I really admire Nick's work. He says in one of those columns, "Here's why I could never be a literary writer." It's some book in which the character comes home to her house, which has been completely wrecked, robbed, and ransacked, and she has a meditation on something that a friend of hers likes and goes on and on about it for two pages before you find out that her house has been broken into. Nick is like, "This is why I could never be a literary writer and I could never be a character in a literary novel. I would just think, 'What the fuck?! I've been robbed!'"
Dave: Before I leave you alone, spill some piece of information that people probably don't ask you about.

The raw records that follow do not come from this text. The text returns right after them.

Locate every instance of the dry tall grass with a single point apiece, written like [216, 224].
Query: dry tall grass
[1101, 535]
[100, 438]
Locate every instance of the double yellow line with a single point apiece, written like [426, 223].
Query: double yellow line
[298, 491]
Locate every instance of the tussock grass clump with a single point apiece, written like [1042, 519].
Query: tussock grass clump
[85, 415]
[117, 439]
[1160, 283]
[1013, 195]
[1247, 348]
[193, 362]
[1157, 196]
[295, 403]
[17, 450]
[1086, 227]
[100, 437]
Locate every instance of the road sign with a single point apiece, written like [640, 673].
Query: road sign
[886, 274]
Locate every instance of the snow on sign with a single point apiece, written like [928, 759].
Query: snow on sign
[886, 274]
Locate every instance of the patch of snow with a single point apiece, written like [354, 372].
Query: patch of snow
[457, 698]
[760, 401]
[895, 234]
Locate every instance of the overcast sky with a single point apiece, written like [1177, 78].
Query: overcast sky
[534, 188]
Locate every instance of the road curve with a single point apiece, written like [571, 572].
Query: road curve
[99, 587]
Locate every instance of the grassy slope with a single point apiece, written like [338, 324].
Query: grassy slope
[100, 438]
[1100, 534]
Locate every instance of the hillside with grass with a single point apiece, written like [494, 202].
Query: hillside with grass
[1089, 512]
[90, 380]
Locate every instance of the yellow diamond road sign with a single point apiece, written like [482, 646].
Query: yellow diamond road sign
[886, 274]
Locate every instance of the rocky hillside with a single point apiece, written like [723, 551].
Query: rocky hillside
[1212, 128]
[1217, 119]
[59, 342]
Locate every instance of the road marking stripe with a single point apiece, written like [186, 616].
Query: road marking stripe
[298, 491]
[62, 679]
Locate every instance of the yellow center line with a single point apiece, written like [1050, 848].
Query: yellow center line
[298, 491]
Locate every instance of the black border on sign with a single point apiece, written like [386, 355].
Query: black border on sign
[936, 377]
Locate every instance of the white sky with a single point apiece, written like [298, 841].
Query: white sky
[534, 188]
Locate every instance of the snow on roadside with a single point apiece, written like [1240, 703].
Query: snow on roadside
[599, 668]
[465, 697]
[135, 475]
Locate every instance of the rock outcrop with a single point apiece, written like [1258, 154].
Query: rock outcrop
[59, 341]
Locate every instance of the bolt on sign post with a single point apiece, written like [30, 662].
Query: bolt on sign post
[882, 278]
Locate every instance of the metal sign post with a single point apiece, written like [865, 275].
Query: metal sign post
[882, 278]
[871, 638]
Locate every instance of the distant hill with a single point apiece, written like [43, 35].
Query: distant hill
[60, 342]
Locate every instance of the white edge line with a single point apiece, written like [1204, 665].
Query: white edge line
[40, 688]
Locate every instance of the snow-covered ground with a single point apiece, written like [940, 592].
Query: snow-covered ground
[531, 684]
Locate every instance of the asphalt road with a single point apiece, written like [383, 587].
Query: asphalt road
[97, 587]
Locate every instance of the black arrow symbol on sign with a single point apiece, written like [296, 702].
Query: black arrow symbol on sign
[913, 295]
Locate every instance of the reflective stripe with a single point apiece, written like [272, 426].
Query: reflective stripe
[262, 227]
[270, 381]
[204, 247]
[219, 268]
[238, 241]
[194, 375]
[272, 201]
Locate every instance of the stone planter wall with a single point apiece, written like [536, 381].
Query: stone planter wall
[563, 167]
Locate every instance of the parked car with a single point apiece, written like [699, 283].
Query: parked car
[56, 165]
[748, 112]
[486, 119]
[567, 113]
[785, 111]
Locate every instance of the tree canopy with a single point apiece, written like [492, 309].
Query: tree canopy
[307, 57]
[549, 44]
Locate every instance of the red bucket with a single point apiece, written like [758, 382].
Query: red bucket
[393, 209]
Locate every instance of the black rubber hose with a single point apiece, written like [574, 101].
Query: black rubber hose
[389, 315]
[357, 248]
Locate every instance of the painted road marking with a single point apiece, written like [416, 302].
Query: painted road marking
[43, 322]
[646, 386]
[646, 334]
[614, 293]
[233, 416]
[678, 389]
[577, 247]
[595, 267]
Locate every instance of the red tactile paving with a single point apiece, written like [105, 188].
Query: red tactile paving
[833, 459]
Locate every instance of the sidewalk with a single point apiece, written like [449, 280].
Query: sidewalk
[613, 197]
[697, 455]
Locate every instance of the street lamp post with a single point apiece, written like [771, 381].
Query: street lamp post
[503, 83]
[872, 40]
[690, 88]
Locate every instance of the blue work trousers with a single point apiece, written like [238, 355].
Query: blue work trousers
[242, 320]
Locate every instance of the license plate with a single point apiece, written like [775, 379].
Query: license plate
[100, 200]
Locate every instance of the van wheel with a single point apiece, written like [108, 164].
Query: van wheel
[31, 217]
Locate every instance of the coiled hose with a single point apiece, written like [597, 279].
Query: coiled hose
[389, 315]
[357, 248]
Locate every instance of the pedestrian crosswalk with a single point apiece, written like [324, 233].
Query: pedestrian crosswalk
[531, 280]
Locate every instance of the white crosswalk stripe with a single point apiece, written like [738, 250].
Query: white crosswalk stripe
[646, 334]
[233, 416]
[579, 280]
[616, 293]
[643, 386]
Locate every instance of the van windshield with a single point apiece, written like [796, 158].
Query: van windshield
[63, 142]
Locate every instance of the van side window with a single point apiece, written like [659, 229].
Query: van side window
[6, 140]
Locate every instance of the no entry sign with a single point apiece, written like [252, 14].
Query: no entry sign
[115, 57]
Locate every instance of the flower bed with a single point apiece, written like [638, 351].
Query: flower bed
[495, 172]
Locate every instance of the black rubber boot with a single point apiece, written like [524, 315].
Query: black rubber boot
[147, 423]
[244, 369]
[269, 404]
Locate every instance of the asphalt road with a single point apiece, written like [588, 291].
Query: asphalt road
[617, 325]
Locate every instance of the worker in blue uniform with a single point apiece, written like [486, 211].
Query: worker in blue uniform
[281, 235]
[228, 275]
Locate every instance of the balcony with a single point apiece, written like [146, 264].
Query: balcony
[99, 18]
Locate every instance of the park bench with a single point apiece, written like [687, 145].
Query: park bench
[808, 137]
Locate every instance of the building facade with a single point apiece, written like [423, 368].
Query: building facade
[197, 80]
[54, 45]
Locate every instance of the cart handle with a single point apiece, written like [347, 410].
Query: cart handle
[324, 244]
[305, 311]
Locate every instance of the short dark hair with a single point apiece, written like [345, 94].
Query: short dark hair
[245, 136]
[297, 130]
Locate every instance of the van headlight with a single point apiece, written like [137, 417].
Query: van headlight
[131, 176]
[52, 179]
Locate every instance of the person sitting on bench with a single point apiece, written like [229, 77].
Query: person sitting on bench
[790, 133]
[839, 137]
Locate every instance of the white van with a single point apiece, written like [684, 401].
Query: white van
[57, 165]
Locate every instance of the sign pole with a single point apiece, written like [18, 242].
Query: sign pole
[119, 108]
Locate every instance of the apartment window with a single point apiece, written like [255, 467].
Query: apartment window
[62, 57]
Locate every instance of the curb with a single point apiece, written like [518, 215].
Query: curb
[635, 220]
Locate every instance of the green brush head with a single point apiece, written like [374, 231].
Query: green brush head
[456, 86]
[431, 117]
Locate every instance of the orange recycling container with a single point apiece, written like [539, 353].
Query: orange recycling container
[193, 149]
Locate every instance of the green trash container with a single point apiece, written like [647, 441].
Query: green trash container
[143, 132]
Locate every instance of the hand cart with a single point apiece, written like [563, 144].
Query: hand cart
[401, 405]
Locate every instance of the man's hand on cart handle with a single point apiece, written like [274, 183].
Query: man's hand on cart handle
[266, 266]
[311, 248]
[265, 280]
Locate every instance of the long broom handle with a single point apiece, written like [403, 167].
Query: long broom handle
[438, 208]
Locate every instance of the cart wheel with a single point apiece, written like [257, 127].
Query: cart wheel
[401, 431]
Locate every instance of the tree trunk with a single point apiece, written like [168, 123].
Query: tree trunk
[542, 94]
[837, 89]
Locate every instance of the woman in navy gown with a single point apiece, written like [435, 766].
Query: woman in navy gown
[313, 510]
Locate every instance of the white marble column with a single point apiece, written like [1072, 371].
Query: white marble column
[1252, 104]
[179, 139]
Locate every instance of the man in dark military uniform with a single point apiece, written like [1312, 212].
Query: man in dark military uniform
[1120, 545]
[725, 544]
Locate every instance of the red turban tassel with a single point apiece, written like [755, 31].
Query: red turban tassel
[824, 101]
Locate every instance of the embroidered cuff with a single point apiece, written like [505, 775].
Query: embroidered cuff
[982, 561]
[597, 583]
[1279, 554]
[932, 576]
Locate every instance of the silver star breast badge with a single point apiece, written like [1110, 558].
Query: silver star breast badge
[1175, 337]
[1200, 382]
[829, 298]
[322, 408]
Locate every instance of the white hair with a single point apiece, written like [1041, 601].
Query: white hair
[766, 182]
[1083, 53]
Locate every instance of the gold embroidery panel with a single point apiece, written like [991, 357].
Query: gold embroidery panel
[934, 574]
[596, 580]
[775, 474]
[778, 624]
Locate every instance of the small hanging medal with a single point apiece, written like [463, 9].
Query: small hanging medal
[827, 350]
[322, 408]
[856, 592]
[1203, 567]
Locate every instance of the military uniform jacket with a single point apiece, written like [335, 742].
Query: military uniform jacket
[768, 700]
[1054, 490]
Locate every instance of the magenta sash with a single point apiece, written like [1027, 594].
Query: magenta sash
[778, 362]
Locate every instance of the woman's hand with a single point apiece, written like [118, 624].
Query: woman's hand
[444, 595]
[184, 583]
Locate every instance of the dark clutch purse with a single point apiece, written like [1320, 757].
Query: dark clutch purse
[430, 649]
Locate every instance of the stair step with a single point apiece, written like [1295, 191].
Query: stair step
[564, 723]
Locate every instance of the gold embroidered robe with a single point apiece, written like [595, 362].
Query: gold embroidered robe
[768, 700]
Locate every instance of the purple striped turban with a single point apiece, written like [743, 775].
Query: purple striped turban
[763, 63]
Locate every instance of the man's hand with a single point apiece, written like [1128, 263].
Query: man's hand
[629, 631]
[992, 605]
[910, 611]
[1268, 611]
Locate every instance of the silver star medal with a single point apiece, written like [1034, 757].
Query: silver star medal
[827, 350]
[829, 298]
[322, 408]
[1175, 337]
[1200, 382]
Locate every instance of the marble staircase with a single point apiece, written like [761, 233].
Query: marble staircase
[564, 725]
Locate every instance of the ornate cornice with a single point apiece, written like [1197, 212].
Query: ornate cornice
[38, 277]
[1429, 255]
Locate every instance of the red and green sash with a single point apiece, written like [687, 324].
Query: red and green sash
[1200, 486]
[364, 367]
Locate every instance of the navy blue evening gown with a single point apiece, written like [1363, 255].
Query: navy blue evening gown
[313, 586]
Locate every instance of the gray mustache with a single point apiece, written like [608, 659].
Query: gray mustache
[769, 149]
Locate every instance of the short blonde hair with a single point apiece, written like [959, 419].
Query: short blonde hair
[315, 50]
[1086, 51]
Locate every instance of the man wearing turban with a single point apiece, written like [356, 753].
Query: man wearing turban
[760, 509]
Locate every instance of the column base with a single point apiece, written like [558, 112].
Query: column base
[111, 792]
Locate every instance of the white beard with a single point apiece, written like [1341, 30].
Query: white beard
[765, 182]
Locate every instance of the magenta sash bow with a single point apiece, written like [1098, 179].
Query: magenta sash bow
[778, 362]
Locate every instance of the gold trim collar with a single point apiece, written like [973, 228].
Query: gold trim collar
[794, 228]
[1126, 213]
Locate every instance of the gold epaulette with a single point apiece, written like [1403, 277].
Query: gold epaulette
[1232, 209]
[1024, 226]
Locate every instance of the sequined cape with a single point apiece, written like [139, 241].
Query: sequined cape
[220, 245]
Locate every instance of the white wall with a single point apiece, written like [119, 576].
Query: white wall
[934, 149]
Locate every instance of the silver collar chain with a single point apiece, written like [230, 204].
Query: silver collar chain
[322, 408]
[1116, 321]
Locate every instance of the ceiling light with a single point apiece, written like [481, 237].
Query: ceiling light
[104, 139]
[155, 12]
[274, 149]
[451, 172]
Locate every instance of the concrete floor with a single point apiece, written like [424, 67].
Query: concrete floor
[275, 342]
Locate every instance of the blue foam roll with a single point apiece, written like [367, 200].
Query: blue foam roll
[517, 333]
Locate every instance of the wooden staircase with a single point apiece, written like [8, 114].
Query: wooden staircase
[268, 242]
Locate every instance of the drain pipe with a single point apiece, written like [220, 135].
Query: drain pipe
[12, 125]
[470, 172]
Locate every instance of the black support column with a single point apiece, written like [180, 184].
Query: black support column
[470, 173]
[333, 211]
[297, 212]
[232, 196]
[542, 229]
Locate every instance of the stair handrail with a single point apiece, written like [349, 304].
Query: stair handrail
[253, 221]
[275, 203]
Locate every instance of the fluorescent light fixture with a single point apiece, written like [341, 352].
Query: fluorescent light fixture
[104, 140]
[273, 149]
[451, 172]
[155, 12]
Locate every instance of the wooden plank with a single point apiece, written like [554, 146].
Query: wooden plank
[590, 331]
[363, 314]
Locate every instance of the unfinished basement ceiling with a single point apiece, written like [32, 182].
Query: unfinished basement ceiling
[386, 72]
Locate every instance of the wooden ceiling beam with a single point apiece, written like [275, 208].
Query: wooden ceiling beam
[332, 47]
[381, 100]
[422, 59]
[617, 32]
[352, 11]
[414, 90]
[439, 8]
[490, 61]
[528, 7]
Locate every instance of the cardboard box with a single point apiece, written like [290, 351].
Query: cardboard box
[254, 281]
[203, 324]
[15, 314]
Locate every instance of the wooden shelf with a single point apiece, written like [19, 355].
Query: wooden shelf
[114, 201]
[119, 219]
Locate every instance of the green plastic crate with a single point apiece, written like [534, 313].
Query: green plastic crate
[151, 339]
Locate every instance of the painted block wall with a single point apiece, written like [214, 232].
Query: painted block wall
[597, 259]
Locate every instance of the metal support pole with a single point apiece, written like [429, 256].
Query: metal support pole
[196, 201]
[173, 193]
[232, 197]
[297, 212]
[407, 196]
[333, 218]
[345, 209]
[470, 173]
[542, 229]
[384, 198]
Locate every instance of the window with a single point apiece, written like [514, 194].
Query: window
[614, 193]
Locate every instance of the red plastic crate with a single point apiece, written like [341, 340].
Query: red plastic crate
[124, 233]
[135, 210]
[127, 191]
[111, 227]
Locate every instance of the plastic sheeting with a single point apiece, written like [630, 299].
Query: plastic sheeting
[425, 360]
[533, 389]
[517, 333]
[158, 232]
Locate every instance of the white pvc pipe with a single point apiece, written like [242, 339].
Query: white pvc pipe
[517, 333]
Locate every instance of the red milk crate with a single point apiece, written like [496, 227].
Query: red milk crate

Bank: I care a lot about boots.
I'm kidding, but it is true. And people never ask me.
Dave: We send a Q&A to authors, and we ask them to answer any seven questions of the twenty-five we give. The most popular question, by far, is "Describe your favorite pair of your shoes and what makes them better than the rest."
Bank: It's a good question. Even though it's not a question.
Dave: And your answer is?
Bank: A pair of black, satin, Channel pumps. Platform. I guess they're from the sixties, maybe the seventies. I just bought them at a designer resale store, a consignment store, which is my new obsession in shopping because I love old things, and things that are made really well. What I love about them is they just couldn't be more elegant; they're the embodiment of elegance. And also, they were less than a hundred dollars.
Melissa Bank visited Powell's City of Books on February 21, 2006. Before her reading, she recorded a bumper for the Bookcast we published that evening. The following day, we met at the Heathman Hotel for this conversation.
*I'm sure that otherwise reasonable people prefer White Blood Cells to Elephant. They're certainly welcome to the opinion. Probably they heard WBC first, though, didn't they? It's situational, the attachment—at least that's my argument, and I'm sticking to it.
And for the record, if Girls' Guide were a pop album, it would sound more like Shawn Colvin than Lisa Loeb. ("Polaroids" and "Another Long One" come to mind.)